Depois que meu patrão se vai apenas ajo sem pensar e ligo para o Braz.
- Fala meu contador.
- Acabou. Não fale comigo nunca mais. – Desligo na cara dele e preciso desabafar, chorar ou matar alguém.
Chorar é algo que não flui comigo então sento na beira da praia e fico olhando as ondas até achar que estou relaxado. Por volta de onze horas da noite volto para casa com aquela sensação de que Braz vai estar lá e não está. Nem na quarta ele vem.
Penso no lado positivo de não ter me aberto ao mundo sobre o relacionamento que tive com um homem, quero ter forças para apagar isso de minha vida e seguir em frente. Mas sinto tanta dor ao passar de uma semana para outra.
Ao voltar à contabilidade, meus funcionários me recepcionam com uma pequena confraternização e sorrio querendo chorar.
- Túlio, o seu Braz do supermercado ligou cedo e agendou um horário no inicio da tarde aqui, tem problemas?
Eu não quero falar com ele, pois me sinto mal com a minha decisão.
- Ah Kelly, fazer o que? Ele que venha. Tem mais algum recado?
- Sim o seu Carlos agendou amanhã na primeira hora. No mais estamos conseguindo levar.
Quase duas semanas sem Braz, não consigo almoçar com medo de passal mal, isso por toda a ansiedade.

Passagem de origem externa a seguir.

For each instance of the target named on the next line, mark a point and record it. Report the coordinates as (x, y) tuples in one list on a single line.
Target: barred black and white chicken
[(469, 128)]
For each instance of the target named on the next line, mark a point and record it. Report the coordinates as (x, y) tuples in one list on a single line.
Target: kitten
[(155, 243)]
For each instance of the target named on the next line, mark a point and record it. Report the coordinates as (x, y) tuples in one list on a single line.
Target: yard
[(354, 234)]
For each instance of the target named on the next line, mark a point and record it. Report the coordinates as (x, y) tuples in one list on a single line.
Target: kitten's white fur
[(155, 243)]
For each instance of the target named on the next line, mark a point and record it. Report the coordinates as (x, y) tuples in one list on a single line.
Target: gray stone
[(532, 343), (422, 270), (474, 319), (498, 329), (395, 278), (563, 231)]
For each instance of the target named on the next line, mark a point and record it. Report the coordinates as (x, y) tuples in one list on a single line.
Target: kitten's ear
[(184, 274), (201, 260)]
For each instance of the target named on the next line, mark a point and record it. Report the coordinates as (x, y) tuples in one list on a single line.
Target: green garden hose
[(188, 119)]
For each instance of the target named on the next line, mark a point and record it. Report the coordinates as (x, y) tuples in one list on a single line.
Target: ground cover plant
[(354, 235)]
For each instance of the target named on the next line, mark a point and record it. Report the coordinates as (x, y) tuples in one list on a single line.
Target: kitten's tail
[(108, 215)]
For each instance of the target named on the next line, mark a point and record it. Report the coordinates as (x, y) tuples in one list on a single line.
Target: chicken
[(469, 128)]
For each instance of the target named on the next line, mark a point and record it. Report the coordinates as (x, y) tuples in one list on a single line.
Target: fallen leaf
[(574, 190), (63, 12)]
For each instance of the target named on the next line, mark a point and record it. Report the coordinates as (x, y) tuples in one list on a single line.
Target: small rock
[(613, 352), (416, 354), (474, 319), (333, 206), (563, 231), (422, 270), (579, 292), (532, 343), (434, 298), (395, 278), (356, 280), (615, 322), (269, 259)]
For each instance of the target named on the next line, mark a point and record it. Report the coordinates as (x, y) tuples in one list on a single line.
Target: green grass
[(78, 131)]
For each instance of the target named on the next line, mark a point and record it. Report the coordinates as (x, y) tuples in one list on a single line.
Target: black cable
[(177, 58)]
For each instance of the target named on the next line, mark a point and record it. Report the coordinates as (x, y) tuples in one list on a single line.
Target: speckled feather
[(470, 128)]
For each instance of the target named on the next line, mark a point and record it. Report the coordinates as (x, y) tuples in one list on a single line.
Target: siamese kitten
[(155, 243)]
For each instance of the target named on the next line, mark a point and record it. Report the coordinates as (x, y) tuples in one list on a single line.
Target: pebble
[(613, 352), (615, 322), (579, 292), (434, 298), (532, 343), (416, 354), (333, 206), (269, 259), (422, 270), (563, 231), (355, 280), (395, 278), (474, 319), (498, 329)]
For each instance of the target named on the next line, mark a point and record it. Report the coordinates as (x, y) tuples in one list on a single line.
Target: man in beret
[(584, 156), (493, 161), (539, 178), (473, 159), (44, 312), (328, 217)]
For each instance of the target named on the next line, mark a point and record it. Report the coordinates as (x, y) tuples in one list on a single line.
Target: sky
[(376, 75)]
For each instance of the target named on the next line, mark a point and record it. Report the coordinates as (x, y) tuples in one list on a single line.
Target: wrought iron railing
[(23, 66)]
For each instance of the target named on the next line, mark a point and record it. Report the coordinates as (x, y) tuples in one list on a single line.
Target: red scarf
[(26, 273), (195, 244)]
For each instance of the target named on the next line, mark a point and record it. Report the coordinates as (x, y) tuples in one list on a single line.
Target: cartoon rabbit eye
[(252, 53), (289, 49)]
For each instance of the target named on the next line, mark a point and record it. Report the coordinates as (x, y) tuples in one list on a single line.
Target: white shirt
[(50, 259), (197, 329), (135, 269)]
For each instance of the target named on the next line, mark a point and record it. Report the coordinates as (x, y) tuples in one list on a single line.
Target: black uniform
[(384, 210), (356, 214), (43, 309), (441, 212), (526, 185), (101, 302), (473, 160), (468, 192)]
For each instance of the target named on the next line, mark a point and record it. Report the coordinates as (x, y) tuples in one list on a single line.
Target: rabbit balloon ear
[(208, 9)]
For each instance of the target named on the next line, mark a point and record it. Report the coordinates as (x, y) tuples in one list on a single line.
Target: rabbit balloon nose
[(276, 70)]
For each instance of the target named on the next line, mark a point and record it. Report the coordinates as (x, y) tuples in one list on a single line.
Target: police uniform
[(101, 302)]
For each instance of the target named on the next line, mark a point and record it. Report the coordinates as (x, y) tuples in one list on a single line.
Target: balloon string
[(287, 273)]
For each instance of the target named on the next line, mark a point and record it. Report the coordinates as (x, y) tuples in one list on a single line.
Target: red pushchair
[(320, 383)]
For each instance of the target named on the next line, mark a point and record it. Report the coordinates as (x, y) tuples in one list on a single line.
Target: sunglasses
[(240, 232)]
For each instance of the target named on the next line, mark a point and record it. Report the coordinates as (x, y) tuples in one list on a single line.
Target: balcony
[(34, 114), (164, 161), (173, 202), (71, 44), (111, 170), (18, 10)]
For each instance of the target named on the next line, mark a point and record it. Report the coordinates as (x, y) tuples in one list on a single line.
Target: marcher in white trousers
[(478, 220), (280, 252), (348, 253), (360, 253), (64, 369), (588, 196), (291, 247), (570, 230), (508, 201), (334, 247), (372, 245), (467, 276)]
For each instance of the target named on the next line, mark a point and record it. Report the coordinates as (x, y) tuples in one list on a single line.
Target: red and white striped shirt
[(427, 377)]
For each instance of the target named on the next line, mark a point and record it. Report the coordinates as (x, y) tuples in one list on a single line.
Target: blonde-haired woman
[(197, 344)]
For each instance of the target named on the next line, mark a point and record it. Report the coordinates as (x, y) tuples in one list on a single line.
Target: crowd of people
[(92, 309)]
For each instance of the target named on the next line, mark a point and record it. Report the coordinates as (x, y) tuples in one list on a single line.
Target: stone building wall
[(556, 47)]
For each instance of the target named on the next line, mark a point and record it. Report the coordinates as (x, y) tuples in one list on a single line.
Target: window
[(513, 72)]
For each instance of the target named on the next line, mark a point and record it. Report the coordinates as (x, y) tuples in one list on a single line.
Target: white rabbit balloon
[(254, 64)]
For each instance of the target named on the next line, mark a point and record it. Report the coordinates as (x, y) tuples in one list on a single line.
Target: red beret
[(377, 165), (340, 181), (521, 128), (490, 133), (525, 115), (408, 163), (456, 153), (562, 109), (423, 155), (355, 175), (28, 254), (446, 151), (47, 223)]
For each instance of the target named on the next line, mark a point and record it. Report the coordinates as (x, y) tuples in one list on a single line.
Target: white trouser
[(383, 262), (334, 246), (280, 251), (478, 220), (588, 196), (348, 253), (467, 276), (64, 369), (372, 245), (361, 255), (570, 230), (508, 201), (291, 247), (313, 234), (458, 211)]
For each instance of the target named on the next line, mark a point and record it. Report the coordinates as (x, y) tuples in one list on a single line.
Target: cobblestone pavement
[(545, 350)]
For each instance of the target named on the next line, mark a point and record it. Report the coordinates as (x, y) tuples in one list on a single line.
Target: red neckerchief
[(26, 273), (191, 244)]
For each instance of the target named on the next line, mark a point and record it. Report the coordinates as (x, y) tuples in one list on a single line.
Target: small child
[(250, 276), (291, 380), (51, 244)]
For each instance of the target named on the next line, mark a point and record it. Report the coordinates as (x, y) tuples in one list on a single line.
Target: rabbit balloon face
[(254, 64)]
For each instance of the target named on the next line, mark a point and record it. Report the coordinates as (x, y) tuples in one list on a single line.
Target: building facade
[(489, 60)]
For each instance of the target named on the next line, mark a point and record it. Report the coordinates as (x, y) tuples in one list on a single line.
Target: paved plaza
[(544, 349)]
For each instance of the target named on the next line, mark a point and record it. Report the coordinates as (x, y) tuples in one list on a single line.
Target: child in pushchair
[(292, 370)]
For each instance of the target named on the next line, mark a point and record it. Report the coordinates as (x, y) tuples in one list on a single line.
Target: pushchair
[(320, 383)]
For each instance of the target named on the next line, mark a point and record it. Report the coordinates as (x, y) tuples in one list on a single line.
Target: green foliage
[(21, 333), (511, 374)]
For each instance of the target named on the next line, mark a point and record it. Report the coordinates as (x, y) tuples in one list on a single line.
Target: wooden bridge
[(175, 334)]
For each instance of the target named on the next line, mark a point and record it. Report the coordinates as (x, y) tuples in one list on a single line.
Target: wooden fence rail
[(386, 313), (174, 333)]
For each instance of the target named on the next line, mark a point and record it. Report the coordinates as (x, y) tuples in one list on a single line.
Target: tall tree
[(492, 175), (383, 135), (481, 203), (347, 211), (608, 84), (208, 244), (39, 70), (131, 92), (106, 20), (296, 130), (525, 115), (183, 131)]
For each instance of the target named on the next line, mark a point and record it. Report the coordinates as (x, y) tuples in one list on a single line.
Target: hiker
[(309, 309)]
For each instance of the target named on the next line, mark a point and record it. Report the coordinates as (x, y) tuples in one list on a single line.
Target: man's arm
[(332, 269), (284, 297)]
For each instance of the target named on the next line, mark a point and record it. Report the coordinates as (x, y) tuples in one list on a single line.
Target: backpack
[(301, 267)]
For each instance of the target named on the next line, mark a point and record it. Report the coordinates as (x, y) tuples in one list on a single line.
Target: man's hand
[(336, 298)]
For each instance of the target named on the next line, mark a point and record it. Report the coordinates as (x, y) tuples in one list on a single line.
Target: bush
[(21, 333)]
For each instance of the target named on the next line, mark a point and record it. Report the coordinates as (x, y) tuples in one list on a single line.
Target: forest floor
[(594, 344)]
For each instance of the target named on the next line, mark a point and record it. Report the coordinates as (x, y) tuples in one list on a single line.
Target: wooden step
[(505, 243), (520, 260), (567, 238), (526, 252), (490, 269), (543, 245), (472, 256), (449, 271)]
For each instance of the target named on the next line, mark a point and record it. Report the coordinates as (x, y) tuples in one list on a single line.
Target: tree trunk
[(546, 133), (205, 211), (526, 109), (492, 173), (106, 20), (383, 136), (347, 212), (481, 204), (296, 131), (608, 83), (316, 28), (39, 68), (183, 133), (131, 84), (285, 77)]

Às treze e vinte quando chego, ele já está na recepção e me olha sério.
- Boa tarde, Túlio.
Apertamos as mãos na frente de Kelly e mais uns funcionários e então o conduzo a minha sala. Mal ele senta eu desabo:
- Não vou voltar atrás com minha decisão, Braz. Quero minha vida como era e com você não consigo viver.
- Só me escuta com calma, isso se resolve pessoalmente e não por telefone. Mas eu respeito. Apenas fique ciente de uma coisa, não traí você nenhuma vez, não por falta de oportunidade, mas porque realmente gosto de você, chega a me doer de tanto que gosto. Quando quiser conversar me procura.

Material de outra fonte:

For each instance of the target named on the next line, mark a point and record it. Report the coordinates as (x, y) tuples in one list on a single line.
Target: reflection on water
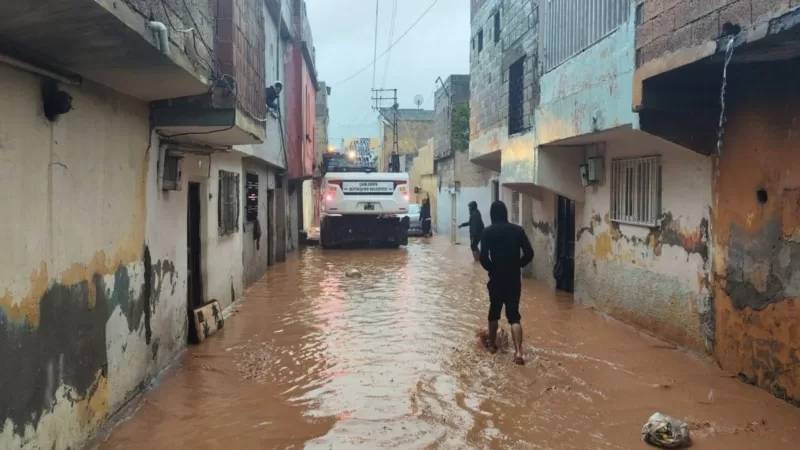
[(389, 360)]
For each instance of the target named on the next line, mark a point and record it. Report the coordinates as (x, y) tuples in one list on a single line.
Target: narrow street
[(316, 359)]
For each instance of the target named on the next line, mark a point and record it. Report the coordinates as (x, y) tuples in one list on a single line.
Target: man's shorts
[(507, 295), (474, 244)]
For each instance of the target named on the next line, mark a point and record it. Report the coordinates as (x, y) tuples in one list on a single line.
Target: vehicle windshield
[(338, 162)]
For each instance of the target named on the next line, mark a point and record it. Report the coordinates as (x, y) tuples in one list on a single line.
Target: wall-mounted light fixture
[(592, 171)]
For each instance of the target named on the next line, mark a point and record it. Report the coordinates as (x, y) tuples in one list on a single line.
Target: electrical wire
[(375, 46), (389, 42), (405, 33)]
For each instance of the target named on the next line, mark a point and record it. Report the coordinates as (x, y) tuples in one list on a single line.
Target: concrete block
[(738, 13), (706, 29), (763, 10)]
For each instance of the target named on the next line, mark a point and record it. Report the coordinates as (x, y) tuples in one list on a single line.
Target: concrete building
[(130, 146), (607, 148), (264, 166), (414, 128), (751, 242), (423, 179), (459, 181), (311, 194), (302, 85)]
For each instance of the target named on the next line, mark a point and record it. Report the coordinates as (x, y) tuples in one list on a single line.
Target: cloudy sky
[(343, 36)]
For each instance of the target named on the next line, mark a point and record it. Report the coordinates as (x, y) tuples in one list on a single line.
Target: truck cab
[(361, 206)]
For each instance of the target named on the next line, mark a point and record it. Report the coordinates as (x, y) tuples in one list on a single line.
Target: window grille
[(515, 207), (228, 202), (516, 96), (568, 27), (251, 197), (636, 190)]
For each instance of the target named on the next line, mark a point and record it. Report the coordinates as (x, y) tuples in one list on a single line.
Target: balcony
[(234, 112), (107, 42)]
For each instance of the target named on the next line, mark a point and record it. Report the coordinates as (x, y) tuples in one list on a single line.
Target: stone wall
[(489, 90), (665, 26), (757, 232)]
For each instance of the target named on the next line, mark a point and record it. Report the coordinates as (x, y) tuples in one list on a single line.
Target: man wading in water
[(505, 250), (475, 224)]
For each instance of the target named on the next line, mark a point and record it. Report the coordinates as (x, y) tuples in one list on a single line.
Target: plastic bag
[(666, 432)]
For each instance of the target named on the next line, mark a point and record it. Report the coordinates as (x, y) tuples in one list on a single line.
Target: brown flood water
[(314, 359)]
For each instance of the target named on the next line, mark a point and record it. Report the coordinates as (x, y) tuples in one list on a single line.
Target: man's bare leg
[(516, 335), (492, 344)]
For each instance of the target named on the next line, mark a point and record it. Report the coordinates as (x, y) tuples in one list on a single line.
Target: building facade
[(414, 128), (653, 187), (742, 123), (459, 181), (145, 127)]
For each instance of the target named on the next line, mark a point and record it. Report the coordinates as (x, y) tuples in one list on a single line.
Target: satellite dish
[(418, 100)]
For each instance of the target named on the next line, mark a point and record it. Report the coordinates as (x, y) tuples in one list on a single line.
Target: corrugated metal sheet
[(568, 27)]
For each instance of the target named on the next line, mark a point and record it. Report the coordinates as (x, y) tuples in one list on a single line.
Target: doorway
[(564, 270), (270, 227), (453, 218), (194, 297)]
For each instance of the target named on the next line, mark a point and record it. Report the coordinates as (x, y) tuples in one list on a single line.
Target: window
[(516, 96), (251, 197), (515, 208), (228, 203), (497, 27), (636, 190)]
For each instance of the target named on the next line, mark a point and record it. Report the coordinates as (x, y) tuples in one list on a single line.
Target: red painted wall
[(301, 115)]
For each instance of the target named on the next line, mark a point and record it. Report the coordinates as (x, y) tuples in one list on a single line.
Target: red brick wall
[(300, 114), (669, 25)]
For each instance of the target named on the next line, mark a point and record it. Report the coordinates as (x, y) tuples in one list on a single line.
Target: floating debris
[(353, 273), (665, 432)]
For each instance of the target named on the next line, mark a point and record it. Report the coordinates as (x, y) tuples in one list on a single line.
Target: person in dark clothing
[(505, 250), (475, 224), (425, 217)]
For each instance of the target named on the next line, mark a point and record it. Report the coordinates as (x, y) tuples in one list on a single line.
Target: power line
[(375, 45), (405, 33), (391, 36)]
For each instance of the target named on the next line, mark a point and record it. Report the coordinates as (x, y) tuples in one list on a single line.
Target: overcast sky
[(343, 36)]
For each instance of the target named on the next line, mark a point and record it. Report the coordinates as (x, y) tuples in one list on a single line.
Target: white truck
[(368, 208)]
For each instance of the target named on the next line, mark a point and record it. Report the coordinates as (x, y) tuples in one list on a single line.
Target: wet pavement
[(316, 359)]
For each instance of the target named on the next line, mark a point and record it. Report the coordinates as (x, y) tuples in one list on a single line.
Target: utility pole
[(379, 97)]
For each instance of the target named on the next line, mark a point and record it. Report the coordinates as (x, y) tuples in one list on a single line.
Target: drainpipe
[(22, 65), (162, 35)]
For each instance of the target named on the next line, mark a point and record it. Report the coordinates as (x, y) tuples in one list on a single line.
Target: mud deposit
[(316, 359)]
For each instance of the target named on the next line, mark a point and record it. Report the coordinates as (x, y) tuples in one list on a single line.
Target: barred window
[(516, 97), (228, 202), (636, 190), (251, 197)]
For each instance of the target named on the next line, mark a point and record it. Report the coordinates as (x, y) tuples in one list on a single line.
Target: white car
[(414, 222), (364, 207)]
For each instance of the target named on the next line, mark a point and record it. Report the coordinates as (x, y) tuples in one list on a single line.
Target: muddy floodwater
[(314, 358)]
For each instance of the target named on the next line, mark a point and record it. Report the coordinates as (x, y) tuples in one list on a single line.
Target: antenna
[(419, 100)]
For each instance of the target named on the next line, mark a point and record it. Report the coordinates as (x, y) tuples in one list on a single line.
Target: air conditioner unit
[(171, 172)]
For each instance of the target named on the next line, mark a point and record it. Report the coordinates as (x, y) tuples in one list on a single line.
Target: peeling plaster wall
[(222, 255), (591, 91), (541, 232), (656, 278), (83, 309), (757, 245)]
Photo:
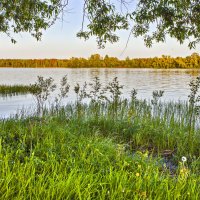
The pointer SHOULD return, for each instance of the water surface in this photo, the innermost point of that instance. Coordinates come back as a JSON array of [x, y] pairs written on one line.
[[173, 81]]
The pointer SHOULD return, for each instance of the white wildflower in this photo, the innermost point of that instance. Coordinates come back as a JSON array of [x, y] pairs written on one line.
[[184, 159]]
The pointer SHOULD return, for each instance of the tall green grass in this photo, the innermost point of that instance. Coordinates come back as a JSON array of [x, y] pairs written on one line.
[[110, 149], [94, 152]]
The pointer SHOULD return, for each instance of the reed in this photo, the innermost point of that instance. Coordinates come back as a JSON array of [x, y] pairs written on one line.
[[13, 90], [116, 149]]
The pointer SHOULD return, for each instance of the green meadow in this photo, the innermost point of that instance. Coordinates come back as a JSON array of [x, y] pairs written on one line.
[[105, 149]]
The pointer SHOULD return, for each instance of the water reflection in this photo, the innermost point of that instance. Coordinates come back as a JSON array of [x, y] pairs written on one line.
[[173, 81]]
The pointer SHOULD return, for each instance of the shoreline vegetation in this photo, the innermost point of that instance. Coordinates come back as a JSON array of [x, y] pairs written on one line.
[[96, 61], [107, 149]]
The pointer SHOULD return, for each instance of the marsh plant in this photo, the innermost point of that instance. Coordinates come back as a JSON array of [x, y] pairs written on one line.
[[41, 91], [97, 93], [63, 91], [81, 92], [112, 155], [157, 94], [194, 107]]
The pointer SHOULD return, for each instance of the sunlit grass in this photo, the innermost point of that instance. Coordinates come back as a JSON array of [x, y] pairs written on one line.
[[104, 149], [91, 152]]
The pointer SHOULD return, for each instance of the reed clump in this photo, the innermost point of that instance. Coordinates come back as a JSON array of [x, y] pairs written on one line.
[[13, 90], [109, 148]]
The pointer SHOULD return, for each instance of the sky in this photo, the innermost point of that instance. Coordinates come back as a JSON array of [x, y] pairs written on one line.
[[60, 42]]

Conversamos de um jeito tão formal que dói no meu peito olhar nos olhos dele. Eu tenho que superar, voltar a viver, se é que vivia antes.
Ele chega bem pertinho e eu estremeço inteiro e me beija de levinho, o suficiente para sentir sua respiração em meu rosto, o sabor da boca que eu amo, o perfume que ele emana, a maciez dos lábios do meu homem.

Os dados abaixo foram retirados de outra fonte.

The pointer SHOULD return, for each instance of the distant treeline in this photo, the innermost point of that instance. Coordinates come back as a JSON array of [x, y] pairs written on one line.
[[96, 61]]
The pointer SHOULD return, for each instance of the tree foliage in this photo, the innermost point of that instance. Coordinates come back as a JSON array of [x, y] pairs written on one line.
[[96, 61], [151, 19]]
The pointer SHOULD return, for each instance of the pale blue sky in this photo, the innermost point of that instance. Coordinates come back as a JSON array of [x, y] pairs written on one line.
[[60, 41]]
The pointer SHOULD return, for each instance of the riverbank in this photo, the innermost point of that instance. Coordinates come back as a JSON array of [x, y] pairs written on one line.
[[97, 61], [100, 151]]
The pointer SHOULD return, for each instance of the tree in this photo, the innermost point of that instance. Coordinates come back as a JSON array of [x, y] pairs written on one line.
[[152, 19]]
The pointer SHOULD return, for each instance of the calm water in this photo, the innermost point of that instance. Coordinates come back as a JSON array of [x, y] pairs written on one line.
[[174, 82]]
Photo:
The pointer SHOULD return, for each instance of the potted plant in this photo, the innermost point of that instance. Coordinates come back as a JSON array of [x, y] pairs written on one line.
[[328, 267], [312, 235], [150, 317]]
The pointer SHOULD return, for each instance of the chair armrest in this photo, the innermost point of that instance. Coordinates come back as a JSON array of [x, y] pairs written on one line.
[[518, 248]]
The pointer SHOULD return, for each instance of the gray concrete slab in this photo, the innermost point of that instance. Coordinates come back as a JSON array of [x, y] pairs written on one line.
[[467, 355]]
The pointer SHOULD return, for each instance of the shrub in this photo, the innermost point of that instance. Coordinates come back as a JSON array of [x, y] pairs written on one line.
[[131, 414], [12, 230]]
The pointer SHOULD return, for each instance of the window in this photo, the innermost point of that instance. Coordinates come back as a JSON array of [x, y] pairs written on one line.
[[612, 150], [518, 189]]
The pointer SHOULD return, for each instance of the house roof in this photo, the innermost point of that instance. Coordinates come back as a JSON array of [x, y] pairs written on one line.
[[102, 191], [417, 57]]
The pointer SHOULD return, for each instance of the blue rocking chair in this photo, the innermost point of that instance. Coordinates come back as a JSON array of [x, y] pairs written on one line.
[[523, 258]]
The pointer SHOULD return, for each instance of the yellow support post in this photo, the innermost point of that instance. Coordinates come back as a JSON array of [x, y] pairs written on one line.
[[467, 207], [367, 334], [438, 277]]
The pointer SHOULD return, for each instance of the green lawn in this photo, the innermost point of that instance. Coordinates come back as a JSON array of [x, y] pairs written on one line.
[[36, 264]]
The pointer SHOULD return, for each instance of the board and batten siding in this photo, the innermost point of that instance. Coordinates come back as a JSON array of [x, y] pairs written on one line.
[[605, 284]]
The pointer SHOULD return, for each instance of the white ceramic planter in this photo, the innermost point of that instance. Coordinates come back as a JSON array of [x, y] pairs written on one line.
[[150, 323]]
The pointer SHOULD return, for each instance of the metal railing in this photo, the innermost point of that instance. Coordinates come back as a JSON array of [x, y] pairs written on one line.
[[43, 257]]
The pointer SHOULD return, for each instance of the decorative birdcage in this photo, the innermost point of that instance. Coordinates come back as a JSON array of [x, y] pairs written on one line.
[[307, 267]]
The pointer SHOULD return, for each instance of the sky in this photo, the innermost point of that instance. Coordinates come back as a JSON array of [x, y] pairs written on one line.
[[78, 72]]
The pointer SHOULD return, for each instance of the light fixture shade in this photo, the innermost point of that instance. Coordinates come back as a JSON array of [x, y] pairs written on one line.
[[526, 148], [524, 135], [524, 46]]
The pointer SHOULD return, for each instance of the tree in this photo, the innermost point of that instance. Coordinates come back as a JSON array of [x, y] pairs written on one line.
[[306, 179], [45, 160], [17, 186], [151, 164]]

- Já pensei bastante. Tomei a decisão.
- Sexta na minha casa, seu fresco. – Ele decide por nós. Cara irritante.
Quando ele vai, Kelly entra na sala e me pega com aquela cara de pastel.
- Túlio, está tudo certo? Sempre ouvi dizer que esse Braz é um cara bem grosso, fiquei preocupada quando te vi olhar para ele com medo.
- Tranquilo, Kelly tem alguém me aguardando? – Não me sinto bem.
- É a dona Rosa. Quer que eu fique aqui, por segurança?
- Claro, mas ela pode constranger você.
- Túlio, eu não fiquei constrangida naquele dia. Um pouco só.
Dona Rosa entra e avalia-nos.
- Hum, olha esse chefinho. – Ela olha para Kelly que fica vermelha. – Descobri que o Camilo teve uma conversa daquelas com o Valentin. Depois ele até me ligou para vermos a situação da sociedade. Decidimos que vou comprar a parte dele, pago as dívidas e fica tudo certo. Você ficou no fogo cruzado de uma separação complicada e por isso vim te pedir desculpas secausamos algum dano.